Most insects, including many beetles, cannot see red. Their eyes detect ultraviolet, blue, and green light. Bees often visit red flowers, but not for their color. They are drawn to ultraviolet reflections, not the red hue itself.
But two Mediterranean beetles break that pattern. Pygopleurus chrysonotus and Pygopleurus syriacus can truly perceive red. They seek out red flowers, especially poppies, anemones, and buttercups, for pollen. Their eyes are uniquely tuned to do this.
‘To our knowledge, we are the first to have experimentally demonstrated that beetles can actually perceive the color red,’ said Dr Johannes Spaethe.
The researchers confirmed this by recording electrical activity from photoreceptors in beetle eyes. They discovered four photoreceptor types. These respond to ultraviolet, blue, green, and red wavelengths.
This tetrachromatic system is rare among beetles. Most have just two or three receptor types. Blue sensitivity, previously missing in some beetle lineages, reappears here. It likely evolved through a gene duplication event and a spectral shift from ultraviolet.

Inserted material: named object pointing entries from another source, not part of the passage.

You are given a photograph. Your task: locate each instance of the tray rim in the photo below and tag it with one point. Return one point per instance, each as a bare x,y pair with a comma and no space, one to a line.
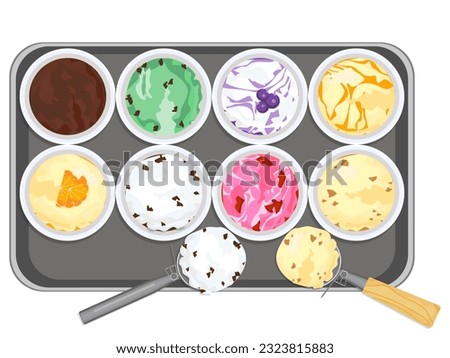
12,157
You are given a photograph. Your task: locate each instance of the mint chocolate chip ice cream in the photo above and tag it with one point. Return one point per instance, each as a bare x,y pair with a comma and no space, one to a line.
163,96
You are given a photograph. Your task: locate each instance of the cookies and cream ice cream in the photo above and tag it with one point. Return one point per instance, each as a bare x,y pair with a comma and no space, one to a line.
163,192
66,192
260,193
260,96
307,257
212,259
356,96
364,198
163,96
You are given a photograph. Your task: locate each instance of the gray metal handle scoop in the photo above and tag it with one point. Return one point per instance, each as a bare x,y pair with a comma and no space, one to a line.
132,295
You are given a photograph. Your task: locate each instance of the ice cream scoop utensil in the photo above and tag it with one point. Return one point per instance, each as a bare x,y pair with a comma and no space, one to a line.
416,308
173,273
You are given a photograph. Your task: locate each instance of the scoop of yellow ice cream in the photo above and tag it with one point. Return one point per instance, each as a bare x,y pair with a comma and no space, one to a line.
356,96
67,193
307,257
363,199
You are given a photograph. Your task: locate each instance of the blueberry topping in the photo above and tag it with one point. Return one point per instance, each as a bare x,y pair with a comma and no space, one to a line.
262,107
262,94
272,101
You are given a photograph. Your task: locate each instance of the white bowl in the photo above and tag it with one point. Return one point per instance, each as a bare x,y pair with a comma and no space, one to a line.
330,130
166,235
291,124
235,227
356,235
205,105
69,235
25,105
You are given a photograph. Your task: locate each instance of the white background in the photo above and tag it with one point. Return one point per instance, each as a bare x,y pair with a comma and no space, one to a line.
39,324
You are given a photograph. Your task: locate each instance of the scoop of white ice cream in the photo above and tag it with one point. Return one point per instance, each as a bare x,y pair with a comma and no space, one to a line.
212,259
162,195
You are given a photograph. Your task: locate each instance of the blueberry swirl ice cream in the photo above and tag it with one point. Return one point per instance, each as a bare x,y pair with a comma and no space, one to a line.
260,193
260,96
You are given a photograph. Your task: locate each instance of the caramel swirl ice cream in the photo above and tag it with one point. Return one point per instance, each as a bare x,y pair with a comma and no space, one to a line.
356,96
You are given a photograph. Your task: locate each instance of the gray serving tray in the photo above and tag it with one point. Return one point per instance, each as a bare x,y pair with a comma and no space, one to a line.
116,258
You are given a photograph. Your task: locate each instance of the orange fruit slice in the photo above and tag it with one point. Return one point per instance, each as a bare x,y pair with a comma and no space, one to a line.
73,190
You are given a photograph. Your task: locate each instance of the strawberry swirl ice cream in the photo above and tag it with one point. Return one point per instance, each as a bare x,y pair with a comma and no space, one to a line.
260,193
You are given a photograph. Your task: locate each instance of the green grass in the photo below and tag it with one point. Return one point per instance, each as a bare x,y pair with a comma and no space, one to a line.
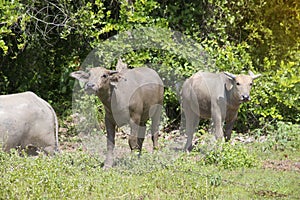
236,172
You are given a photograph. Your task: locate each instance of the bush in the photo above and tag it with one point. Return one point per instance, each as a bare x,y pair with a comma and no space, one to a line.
229,156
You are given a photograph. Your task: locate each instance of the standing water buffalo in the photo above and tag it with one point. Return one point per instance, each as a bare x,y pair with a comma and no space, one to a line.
26,120
217,96
130,96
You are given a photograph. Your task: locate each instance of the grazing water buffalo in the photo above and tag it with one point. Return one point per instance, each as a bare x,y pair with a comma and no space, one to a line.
217,96
26,120
130,96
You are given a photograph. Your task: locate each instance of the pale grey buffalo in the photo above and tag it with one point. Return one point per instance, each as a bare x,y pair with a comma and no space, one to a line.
217,96
27,121
130,96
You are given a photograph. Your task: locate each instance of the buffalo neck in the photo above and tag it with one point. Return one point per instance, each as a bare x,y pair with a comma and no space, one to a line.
104,94
233,102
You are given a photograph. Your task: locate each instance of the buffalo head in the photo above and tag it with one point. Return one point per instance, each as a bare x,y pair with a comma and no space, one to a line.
95,79
242,85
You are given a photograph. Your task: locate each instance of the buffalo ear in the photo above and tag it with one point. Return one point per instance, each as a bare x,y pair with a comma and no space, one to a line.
229,75
80,75
253,76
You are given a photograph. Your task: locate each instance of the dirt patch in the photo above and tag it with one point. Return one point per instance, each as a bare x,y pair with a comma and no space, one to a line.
282,165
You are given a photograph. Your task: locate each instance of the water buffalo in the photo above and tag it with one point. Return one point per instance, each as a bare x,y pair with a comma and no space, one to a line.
217,96
26,120
130,96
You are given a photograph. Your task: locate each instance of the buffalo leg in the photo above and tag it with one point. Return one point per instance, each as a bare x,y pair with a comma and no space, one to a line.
191,123
136,137
110,128
228,129
217,122
155,125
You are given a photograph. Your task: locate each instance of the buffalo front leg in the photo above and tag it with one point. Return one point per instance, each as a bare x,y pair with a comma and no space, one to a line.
110,128
228,129
217,122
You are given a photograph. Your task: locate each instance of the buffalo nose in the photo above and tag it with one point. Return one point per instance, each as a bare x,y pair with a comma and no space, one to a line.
90,85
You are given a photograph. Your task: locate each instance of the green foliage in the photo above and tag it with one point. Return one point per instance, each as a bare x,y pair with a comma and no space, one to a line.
41,42
283,136
230,156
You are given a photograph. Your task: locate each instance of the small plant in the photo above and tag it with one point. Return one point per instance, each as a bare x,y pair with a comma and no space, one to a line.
228,156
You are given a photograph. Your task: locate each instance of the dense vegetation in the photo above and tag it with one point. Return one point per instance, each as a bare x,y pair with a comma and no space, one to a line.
262,169
41,42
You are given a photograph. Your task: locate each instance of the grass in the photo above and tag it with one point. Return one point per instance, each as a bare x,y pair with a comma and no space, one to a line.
236,172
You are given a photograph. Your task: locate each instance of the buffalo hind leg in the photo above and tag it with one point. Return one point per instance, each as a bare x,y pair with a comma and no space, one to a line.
110,128
137,135
191,123
155,120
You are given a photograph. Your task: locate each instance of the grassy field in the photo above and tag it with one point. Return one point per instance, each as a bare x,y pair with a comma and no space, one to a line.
268,167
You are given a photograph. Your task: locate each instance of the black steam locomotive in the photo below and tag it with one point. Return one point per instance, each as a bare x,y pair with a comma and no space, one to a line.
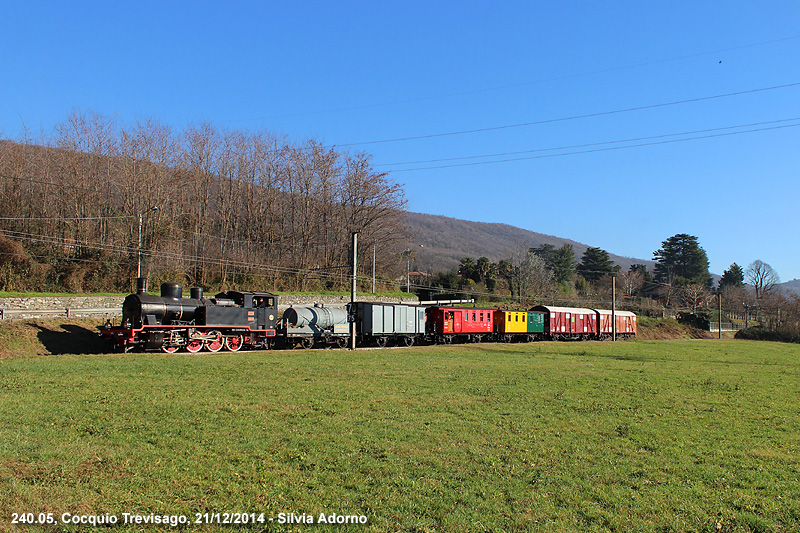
231,320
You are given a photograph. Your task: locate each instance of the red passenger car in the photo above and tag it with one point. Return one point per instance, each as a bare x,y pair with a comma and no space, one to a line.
563,323
449,324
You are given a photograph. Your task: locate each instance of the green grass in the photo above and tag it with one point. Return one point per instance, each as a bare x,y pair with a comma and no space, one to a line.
6,294
633,436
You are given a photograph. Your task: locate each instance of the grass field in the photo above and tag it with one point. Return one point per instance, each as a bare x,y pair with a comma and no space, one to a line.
632,436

Photoreceptors are light-sensitive cells in the eye. Just having them doesn’t prove an animal can see colors. To show true color vision, an animal must tell colors apart even when they have the same brightness.
To test this, scientists used a trick from bee research by Von Frisch. They gave beetles a choice between red circles and grey ones that varied in brightness. If beetles picked red over all shades of grey, it meant they could see red as a distinct color – not just as a lighter or darker patch.
That’s exactly what happened. In every test, beetles chose red first. The researchers also ran a second test in the wild using traps in five colors. Almost all P. chrysonotus beetles ended up in red traps. This showed their natural color preference matched the lab findings.
Recordings also revealed opponency signals. These occur when one receptor type’s signal suppresses another. It is a marker of complex color processing.
For example, red receptors showed suppressed responses in green wavelengths. This confirmed interaction between channels.
This kind of opponency, previously seen in butterflies, suggests advanced neural processing. It likely helps the beetles make sharp color distinctions in complex natural environments.
Why do these beetles care so much about red? It may reflect a mutual evolutionary pathway. Red flowers in the Mediterranean are mostly pollinated by Glaphyridae beetles. These flowers form the “poppy guild.”
‘The prevailing opinion in science is that flower colours have adapted to the visual systems of pollinators over the course of evolution,’ says Spaethe.
Yet this case flips that assumption. Glaphyrid beetles may have evolved their vision to match flower color diversity.
Within their family, different genera prefer different flower colors such as yellow, white, violet, and red. This suggests their visual systems may be flexible and evolving alongside flowers.
Specializing in red gives beetles an advantage. Most insects cannot see red. That means red flowers are invisible or less noticeable to them.
But P. chrysonotus and P. syriacus can see red clearly. This gives them special access to food – like pollen – from red flowers that others ignore.
Because fewer insects compete for red flowers, the beetles face less crowding. They also become more reliable pollinators for those flowers.
Over time, flowers may evolve to become red on purpose. This helps attract only beetles and avoid unwanted visitors like bees that may steal pollen without pollinating. This is what scientists call a “private niche in color space.”
P. chrysonotus and P. syriacus are now among the few insects with confirmed red color vision. Their unique tetrachromatic eyes, behavioral responses, and flower preferences paint a new picture of insect-flower interaction.
This research does more than reveal a rare trait. It creates a valuable model for studying pollination, vision, and co-evolution, all through the eyes of beetles.
The study is published in the Journal of Experimental Biology.